PCB | October 19, 2009
AT&S: New technology for PCB high-volume production
The new NucleuS technology developed by AT&S is a method for volume production of individual printed circuit boards that makes optimal use of the production format and only connects them to their frames just before they are shipped out to assemblers for assembly.
The end product of printed circuit board (PCB) production is the panel, which consists of a number of printed circuit boards, as specified by the customer, held together by a frame. Once the panel has been completed by the PCB manufacturer, it is shipped to an assembler which mounts the various components (chips, resistors, etc.). Ideas for manufacturing frames and printed circuit boards separately and assembling them in the most suitable form before sending them to the assembler have been around since the 1980s, but until now all of these approaches have been unsuitable for mass production, and no cost-effective production methods have been found. "AT&S’s NucleuS technology, developed at its Austrian facility in Leoben-Hinterberg and in its Shanghai plant, does not have these drawbacks, and promises considerable increases in efficiency. First, the printed circuit boards are produced individually, and then they are inserted in a standard assembly frame. The special process developed and patented by AT&S has the same tolerances as the existing production method", a statment reads.
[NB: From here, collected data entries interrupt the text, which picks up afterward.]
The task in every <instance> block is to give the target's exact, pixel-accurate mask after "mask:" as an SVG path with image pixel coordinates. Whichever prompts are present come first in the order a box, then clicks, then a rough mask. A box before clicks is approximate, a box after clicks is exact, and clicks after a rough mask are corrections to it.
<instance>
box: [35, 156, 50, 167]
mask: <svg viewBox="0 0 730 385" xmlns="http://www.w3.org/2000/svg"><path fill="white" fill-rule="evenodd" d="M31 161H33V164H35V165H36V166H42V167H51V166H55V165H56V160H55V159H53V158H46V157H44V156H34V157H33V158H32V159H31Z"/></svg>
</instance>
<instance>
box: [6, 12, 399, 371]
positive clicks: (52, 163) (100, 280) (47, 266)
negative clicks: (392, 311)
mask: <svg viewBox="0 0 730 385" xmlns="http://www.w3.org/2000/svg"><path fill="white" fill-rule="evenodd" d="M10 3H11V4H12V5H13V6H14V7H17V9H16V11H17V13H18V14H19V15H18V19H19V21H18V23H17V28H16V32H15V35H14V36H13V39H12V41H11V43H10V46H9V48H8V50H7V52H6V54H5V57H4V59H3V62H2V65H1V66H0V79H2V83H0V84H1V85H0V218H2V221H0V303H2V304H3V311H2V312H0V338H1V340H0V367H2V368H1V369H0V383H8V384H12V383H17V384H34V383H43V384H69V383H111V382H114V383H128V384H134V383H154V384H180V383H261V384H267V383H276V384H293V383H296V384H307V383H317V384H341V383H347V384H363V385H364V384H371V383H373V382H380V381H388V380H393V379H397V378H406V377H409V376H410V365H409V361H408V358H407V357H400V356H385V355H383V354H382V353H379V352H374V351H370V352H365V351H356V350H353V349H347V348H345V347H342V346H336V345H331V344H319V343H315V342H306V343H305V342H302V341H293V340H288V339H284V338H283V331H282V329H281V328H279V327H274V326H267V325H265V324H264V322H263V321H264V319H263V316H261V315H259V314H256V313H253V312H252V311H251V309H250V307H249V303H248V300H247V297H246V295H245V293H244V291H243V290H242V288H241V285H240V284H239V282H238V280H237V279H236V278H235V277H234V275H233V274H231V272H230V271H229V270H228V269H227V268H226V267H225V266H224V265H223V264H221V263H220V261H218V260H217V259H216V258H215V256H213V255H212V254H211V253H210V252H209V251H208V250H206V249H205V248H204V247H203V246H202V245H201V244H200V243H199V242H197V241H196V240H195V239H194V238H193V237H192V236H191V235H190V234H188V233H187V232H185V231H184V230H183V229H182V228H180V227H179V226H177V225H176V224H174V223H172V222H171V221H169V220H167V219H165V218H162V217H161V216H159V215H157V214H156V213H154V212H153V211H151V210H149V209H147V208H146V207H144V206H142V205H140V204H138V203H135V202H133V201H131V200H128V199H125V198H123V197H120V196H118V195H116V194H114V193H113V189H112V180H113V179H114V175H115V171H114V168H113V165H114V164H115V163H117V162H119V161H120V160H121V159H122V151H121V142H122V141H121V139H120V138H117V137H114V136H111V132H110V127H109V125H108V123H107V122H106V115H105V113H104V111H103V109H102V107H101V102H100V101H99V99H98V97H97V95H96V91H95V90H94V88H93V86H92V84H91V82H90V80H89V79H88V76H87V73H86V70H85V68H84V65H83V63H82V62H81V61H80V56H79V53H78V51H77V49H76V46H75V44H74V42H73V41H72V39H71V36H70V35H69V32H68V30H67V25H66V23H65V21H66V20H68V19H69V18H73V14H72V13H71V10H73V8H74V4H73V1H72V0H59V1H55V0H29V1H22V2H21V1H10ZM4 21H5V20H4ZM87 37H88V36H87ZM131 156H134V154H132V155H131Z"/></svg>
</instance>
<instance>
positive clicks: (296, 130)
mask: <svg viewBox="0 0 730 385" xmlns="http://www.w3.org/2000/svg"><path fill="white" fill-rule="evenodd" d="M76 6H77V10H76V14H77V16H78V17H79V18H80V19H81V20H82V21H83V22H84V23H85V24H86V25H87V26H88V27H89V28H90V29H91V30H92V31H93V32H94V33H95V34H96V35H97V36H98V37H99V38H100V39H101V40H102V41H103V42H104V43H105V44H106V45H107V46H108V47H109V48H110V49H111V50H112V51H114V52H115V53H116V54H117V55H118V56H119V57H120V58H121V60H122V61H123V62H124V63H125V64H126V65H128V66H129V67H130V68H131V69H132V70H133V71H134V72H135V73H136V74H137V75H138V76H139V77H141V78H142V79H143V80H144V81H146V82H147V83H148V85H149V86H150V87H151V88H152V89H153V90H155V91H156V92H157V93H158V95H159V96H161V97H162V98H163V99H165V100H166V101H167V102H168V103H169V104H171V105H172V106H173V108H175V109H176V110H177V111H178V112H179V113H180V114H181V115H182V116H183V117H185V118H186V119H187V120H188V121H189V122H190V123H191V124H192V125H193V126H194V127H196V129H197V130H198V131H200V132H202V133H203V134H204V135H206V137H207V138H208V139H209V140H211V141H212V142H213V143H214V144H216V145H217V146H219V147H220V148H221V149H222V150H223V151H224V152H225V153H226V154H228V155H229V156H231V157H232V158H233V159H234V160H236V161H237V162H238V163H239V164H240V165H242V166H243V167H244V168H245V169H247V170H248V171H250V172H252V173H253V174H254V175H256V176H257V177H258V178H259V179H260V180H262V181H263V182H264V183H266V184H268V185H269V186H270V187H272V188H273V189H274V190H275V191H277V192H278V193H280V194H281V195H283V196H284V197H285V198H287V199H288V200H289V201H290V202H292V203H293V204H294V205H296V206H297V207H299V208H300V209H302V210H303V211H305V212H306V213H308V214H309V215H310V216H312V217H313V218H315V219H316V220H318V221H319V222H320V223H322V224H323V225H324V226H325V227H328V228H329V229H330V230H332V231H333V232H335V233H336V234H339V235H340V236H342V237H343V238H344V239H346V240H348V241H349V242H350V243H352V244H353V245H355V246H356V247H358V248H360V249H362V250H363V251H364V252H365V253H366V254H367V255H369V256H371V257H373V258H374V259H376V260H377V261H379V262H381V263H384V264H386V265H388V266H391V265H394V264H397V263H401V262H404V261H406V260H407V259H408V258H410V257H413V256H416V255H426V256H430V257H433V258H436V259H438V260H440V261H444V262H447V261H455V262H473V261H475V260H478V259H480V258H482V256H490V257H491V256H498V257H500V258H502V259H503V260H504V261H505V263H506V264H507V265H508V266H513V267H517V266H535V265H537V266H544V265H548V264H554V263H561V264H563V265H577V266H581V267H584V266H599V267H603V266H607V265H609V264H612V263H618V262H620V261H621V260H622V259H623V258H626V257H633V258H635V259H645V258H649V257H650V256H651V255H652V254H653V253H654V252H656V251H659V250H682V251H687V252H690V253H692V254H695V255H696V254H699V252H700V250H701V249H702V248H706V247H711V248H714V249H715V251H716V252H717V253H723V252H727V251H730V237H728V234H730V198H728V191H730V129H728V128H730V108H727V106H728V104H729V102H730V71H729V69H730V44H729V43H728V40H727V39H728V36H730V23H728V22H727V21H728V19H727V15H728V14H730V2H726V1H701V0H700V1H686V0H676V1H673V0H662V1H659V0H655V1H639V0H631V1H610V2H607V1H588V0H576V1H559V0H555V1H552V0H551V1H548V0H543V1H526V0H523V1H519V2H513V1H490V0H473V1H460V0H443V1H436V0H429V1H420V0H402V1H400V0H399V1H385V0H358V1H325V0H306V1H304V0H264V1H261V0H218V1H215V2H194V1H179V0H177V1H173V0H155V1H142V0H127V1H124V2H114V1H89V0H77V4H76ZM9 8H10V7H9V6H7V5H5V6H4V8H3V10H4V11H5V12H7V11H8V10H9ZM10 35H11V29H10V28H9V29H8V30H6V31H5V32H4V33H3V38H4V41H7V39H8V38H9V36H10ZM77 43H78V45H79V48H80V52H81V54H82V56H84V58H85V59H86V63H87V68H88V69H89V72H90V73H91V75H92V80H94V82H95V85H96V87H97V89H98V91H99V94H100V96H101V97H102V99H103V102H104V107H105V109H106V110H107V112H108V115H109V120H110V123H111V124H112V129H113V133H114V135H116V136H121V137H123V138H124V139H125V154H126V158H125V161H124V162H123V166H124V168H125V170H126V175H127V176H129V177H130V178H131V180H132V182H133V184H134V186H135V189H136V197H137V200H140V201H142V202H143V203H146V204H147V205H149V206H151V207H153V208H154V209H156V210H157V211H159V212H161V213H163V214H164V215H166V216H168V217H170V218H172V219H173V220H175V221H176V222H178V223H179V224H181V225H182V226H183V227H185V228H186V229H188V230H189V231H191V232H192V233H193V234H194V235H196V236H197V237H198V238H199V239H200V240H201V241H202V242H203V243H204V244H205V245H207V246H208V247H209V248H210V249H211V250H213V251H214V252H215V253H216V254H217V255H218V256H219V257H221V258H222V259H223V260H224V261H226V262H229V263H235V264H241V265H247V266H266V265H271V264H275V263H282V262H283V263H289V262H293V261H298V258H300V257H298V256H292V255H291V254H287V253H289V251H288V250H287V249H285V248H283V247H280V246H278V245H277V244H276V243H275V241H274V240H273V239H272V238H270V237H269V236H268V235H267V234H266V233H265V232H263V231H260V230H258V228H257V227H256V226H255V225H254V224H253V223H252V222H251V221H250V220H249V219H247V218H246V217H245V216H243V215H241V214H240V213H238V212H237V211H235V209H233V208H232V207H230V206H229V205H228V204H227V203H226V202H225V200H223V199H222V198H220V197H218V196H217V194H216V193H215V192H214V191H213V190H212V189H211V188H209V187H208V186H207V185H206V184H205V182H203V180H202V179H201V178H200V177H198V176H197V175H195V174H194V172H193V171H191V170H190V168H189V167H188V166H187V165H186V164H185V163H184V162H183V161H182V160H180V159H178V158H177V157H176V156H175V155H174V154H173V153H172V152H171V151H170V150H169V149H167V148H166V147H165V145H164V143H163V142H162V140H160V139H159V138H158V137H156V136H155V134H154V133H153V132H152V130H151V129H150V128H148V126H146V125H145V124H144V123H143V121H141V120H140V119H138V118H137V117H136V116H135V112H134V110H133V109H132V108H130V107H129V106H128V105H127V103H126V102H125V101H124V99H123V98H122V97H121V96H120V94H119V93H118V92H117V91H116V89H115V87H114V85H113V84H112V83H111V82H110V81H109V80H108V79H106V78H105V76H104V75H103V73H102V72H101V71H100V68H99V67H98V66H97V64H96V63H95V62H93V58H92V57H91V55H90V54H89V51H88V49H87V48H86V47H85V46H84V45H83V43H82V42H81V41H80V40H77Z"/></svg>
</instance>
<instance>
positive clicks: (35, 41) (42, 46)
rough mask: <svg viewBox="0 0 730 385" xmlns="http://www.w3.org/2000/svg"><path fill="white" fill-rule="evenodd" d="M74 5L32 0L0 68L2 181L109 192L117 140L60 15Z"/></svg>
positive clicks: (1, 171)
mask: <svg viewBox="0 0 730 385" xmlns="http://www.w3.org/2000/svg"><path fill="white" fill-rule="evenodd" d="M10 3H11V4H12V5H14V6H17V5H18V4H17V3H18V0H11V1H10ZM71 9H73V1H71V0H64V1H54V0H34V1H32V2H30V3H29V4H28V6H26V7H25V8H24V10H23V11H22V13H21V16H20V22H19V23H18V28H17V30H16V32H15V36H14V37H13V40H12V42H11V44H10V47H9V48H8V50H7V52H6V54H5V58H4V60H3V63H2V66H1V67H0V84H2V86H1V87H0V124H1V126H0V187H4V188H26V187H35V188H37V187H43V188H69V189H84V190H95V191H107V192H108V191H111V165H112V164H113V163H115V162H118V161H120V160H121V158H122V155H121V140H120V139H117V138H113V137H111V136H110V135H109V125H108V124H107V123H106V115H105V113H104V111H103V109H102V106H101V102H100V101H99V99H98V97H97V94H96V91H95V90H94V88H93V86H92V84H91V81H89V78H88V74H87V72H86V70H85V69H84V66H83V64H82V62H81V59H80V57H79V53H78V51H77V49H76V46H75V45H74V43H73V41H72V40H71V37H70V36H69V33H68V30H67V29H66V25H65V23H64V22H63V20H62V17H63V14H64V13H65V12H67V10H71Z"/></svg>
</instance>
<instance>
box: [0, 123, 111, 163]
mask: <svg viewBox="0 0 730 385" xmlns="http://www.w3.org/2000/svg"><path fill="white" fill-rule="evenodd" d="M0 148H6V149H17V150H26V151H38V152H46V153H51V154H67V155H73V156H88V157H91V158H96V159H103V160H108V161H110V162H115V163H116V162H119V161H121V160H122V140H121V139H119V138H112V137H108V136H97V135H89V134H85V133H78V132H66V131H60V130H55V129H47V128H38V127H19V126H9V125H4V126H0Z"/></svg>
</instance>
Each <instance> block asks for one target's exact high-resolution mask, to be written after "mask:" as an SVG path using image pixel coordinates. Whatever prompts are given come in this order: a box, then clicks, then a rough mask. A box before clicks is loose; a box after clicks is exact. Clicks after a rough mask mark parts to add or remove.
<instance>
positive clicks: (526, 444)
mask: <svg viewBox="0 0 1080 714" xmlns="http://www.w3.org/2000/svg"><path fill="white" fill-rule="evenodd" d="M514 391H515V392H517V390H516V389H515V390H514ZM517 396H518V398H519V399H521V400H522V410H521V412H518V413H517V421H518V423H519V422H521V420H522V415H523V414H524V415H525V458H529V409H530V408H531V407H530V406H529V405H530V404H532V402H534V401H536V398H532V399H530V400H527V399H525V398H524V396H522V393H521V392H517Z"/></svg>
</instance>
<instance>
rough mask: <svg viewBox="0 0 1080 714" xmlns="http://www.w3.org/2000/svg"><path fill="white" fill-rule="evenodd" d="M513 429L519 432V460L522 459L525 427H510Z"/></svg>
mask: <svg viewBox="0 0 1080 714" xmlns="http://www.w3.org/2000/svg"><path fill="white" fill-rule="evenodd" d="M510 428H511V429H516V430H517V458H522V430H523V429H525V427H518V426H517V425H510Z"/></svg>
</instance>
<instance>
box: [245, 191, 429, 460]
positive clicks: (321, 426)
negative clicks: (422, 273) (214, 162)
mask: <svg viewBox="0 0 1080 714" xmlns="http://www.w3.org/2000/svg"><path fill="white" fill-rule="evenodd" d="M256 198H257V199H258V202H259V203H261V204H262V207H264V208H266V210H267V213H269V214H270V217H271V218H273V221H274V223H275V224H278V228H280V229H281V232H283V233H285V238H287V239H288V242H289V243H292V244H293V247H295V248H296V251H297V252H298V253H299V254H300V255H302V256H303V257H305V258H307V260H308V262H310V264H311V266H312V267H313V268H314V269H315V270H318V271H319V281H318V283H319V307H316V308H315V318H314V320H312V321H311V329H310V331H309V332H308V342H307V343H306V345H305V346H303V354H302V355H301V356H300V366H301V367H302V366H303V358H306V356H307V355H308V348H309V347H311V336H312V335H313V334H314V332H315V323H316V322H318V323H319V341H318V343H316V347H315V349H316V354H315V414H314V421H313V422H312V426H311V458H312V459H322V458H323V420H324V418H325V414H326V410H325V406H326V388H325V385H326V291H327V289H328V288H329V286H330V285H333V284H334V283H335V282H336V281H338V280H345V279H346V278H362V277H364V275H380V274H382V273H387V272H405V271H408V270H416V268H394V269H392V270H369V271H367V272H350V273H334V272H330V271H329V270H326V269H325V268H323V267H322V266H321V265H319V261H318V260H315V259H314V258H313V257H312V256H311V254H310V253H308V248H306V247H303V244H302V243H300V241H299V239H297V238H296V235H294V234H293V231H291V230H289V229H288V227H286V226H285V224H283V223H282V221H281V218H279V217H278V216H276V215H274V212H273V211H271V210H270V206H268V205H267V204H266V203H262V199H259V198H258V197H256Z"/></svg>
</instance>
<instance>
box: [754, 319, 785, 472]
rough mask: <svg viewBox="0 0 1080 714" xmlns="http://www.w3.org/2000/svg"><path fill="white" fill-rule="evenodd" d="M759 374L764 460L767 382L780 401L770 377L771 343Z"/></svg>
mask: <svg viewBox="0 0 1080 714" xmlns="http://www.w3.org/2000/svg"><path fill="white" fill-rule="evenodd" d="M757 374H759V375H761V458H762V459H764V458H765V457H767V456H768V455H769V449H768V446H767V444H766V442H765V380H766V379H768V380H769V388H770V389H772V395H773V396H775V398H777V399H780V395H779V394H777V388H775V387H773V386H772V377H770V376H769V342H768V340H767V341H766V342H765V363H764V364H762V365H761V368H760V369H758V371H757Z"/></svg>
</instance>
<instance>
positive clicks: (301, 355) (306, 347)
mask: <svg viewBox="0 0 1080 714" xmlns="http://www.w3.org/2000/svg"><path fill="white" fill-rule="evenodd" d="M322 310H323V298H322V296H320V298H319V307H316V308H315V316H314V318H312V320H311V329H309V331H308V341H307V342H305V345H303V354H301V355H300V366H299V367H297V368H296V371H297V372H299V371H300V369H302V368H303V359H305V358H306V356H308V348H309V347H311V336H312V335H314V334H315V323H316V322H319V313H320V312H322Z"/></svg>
Some of the advantages of this new technology are: - More efficient use of the production format (normally, several PCB panels are produced on one standard-sized panel; eliminating the frame means that even more printed circuit boards per panel can now be produced). - Reduced costs (the frame, which until now has been produced with the same layer stack-up as the printed circuit boards, can now be manufactured using simpler, cheaper technology). - Lower assembly losses, because defective printed circuit boards are weeded out immediately (until now, either the whole panel was scrapped – even if only one printed circuit board was defective – or the assembler was unable to work at full efficiency because individual defective printed circuit boards that were not to be populated were running through its production process). - Increased flexibility, because printed circuit boards using a variety of technologies (single-sided, double-sided, multilayer and HDI) can be assembled into a single panel to the customer’s specification. - More environmentally friendly production due to lower material use and rejects.